A clothing manufacturer is considering two sites: Site A (low rent, poor public transport, high carbon‑intensity electricity) and Site B (higher rent, excellent rail links, access to solar farms). Which site should it choose if the company’s strategic goal is to become carbon‑neutral within five years? Justify your answer.
| Source | Type | Key Features |
|---|---|---|
| Owner’s capital | Internal | No interest; risk limited to owner’s investment. |
| Bank loan | External – debt | Fixed interest, regular repayments, collateral often required. |
| Hire‑purchase | External – debt | Asset purchased in instalments; ownership transfers at final payment. |
| Equity finance (share issue) | External – equity | Shares sold to investors; no fixed repayments but dilution of control. |
| Retained earnings | Internal | Profits reinvested; no external interest. |
| Government grant | External – non‑repayable | Often tied to specific projects (e.g., green technology). |
Key ratios for AO3 evaluation:
Assess the suitability of a government grant for renewable‑energy equipment compared with a bank loan, considering risk, cost of capital and impact on control.
| Factor | Key Elements | Typical Business Impact |
|---|---|---|
| Political | Tax policy, trade restrictions, subsidies, stability | Changes in tax rates affect profit; subsidies may encourage green investment. |
| Economic | Inflation, exchange rates, interest rates, economic growth | Inflation raises costs; exchange‑rate moves affect import/export profitability. |
| Social | Demographics, lifestyle trends, health consciousness | Growing demand for sustainable products; ageing population influences service demand. |
| Technological | Automation, e‑commerce, R&D, digitalisation | Automation can reduce labour costs; digital channels open new markets. |
| Legal | Employment law, health & safety, environmental regulations | Compliance costs; failure can lead to fines and reputational damage. |
| Environmental | Climate change, resource scarcity, waste legislation | Pressure to adopt sustainable production; potential carbon taxes. |
Evaluate how increasing consumer awareness of climate change (Social & Environmental factors) could influence a multinational’s decision to locate a new plant in a country offering green‑energy incentives.
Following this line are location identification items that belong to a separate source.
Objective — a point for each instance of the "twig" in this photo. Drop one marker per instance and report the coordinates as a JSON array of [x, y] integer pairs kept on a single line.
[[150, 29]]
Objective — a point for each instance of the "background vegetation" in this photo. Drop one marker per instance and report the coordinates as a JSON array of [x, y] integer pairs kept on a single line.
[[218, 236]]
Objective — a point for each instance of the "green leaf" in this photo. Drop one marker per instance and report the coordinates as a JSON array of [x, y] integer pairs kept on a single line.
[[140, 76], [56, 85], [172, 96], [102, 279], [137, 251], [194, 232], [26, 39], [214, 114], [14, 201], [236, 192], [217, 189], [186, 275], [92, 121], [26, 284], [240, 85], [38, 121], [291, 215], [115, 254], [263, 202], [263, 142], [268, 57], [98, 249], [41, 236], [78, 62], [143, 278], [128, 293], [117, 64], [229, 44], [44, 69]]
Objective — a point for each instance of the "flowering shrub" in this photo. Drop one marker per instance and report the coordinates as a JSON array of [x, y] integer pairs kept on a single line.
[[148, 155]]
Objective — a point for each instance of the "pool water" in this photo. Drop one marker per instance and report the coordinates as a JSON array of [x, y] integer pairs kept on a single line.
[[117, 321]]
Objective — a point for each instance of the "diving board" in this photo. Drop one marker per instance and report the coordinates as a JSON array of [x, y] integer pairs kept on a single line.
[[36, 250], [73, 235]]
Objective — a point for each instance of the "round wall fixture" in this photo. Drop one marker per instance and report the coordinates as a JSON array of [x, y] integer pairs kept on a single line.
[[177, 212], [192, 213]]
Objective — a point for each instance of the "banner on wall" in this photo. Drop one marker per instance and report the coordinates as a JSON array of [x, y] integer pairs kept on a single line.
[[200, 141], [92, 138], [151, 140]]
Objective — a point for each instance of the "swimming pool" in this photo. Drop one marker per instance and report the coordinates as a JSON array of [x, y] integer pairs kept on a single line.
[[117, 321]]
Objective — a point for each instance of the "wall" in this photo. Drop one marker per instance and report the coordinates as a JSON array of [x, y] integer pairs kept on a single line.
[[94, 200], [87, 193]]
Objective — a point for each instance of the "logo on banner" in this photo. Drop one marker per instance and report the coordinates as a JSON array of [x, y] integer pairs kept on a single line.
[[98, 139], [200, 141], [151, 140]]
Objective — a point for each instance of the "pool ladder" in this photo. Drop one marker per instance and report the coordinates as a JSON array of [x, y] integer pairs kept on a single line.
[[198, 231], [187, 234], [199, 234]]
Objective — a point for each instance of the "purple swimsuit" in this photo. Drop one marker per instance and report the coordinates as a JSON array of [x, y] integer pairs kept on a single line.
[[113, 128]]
| Term | Definition (Cambridge wording) |
|---|---|
| Energy efficiency | The practice of using less energy to produce the same level of output. |
| Renewable energy | Energy obtained from sources that are naturally replenished (e.g., solar, wind, hydro). |
| Waste minimisation | Reducing the amount of waste generated through recycling, re‑use and better design. |
| Eco‑design (product life‑cycle design) | Designing products so they have a long life, are easy to repair, and can be recycled at the end of their life. |
| Lean production | A production approach that seeks to eliminate all forms of waste, using techniques such as just‑in‑time (JIT) inventory. |
| Supply‑chain sustainability | Ensuring that suppliers also adopt environmentally friendly practices. |
| Break‑even point (BEP) | The level of output at which total revenue equals total cost; no profit, no loss. |
| Quality control (QC) | Activities that check the quality of output, such as inspection and statistical process control. |
| Quality assurance (QA) | Systematic processes that aim to prevent defects from occurring. |
| Just‑in‑time (JIT) | A lean‑production technique where materials arrive exactly when needed, minimising inventory. |
| PESTLE | A framework for analysing Political, Economic, Social, Technological, Legal and Environmental influences on a business. |
Raw‑material sourcing → Eco‑design → Energy‑efficient & lean manufacturing → Waste minimisation & recycling → Product use → End‑of‑life collection → Remanufacture / recycling → (back to) raw‑material sourcing.